The first Gourmet magazine I ever set eyes on was at my friend E’s home when I was in the ninth grade, a very long time ago. It did not belong to her mother, Mrs. J. It belonged to her father, Mr. J. The latest issue was always carefully placed on the side table next to his chair. If her father wasn’t home, I would plop myself down into his big, green leather chair, prop my feet up on the footstool, and spend hours slowly turning each page. I was fascinated by the illustrated covers, the photographs of elaborate table settings, and the travel articles. I loved to study the back section with its postage-sized black and white ads for restaurants around the country. The listings for New York City were the best. Now here was a city that had so many restaurants that the directory had to be divided by neighborhood: Midtown, East Side, West Side … The mini reviews of each restaurant would boast how this was the best place for “fill in the blank.” A more cynical reader would have stopped to compare the paid advertisements along the outer edge of each page to see if there was a direct correlation between advertisers and good reviews. This fourteen-year-old didn’t care.
This was a glimpse at what gourmet dining was all about.
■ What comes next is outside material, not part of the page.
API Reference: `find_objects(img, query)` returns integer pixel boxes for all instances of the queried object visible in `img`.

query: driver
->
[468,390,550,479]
An exotic place so many worlds away from my suburban hometown. The magazines that were fanned out on the cocktail table in my home had titles like Better Homes and Garden, Sunset, and Family Circle. Perfectly respectable magazines but I would bet that not one of them had a recipe calling for sweet butter or a spring form pan in much the same way that there were no “How To” craft articles in Gourmet. The Gourmet editorial staff assumed that if their reader wanted new napkin rings that they would simply purchase them. They would not entertain the idea of making them out of cut-up paper towel tubes covered in foil. Decorating ideas were limited to whatever you could glean by carefully studying the tasteful table settings. I am not sure that they had a buyer’s guide in the back to help you out. If you didn’t know your Spode from your Lenox or your Waterford from your Baccarat, you were out of luck.
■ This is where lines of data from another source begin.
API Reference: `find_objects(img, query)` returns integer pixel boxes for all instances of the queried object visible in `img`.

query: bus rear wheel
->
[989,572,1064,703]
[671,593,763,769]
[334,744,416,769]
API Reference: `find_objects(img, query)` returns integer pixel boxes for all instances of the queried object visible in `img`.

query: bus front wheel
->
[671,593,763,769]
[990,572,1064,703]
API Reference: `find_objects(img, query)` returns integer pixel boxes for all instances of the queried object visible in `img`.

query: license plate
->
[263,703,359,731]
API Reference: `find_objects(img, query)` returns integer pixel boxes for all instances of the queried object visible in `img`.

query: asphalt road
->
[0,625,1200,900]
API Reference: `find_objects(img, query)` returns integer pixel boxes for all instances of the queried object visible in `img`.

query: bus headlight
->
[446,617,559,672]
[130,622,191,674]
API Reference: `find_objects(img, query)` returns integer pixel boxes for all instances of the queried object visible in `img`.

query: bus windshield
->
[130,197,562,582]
So what was a sophisticated food magazine like Gourmet doing in Small Town, USA? Mr. J was a fireman with the soul of an epicure. He cooked every night of the week. If he wasn’t at home cooking for his family, he was at the firehouse cooking for his fellow firemen. Lucky them. Lucky us. At home, he would cook extra servings to freeze so that E and Mrs. J, a schoolteacher, would have dinner already prepared on the nights that he was staying over at the firehouse. On the one night of the week that he didn’t cook—Saturday—he and his family were trying out a new restaurant across the bay in San Francisco. I remember those Saturdays really well. Mrs. J would get her hair done at the beauty shop down the street. E and I could spend the day together doing what fourteen-year-old girls do—read magazines, walk downtown to shop, eat. But I knew that at five o’clock sharp I would have to go home, as it was time for E to get dressed up to go out to dinner. But this was not before we had devoured either an entire batch of Mr. J’s scones or bread pudding, or a jar of his Summer Bread and Butter Pickles.
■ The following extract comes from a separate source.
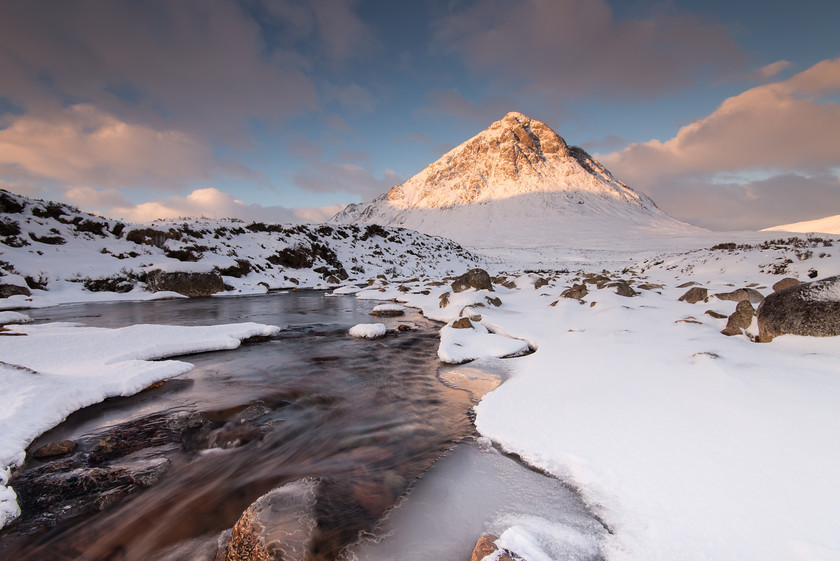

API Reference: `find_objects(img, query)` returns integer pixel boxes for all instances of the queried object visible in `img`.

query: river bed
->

I don’t really know a lot about Mr. J and how he came to this passion for fine food. I know that he grew up in Minnesota during the Depression. During WWII he joined the Navy (presumably to get as far away from land-locked Minnesota as possible) and landed on the West Coast. He met Mrs. J, a college co-ed, at a dance and the rest, as they say, is history. Like most of his generation, our parents and grandparents have difficult memories of hard times. Food was often scarce or of poor quality. This early experience with food manifested itself in different ways as they grew older. Some, like my mother, couldn’t pass up a sale of any staple and had a freezer so full that it could feed a family of ten for six months. She lived alone. Mr. J’s food interest became about trying lots of delicious recipes and restaurants.
I have been thinking a lot about the Js in the past few weeks because they both just passed away within one month of each other. Most of my memories center on the wonderful meals that I had at their table. When I got married twenty years ago, E presented me with a book of her family’s recipes, all printed by hand with comments from each of them. I would like to share two of the recipes that Mrs. J made for special events. Her comment written in the margin reads, “100,000 calories per 1 inch!” I would agree.
Adelaide’s Brownies
1/3 cup shortening
1 cup sugar
2 well beaten eggs
3/4 cup cake flour
Two 1-ounce chocolate squares, melted (unsweetened)
1/4 teaspoon salt
1/2 teaspoon baking powder
1 teaspoon vanilla
1/2 to 3/4 cup walnuts
Directions:
1. Cream shortening, sugar and eggs. Add melted chocolate. Blend in sifted dry ingredients ‘til smooth. Add nuts and vanilla.
2. Line brownie pan (8”x8”) with waxed paper. Add batter. Bake 350 degrees for 35 minutes.
Adelaide’s Frosting
One 8-ounce cream cheese
1 heaping cup powdered sugar
A bit of vanilla
Directions:
1. Beat until smooth. Great on the brownies. Especially good on graham crackers!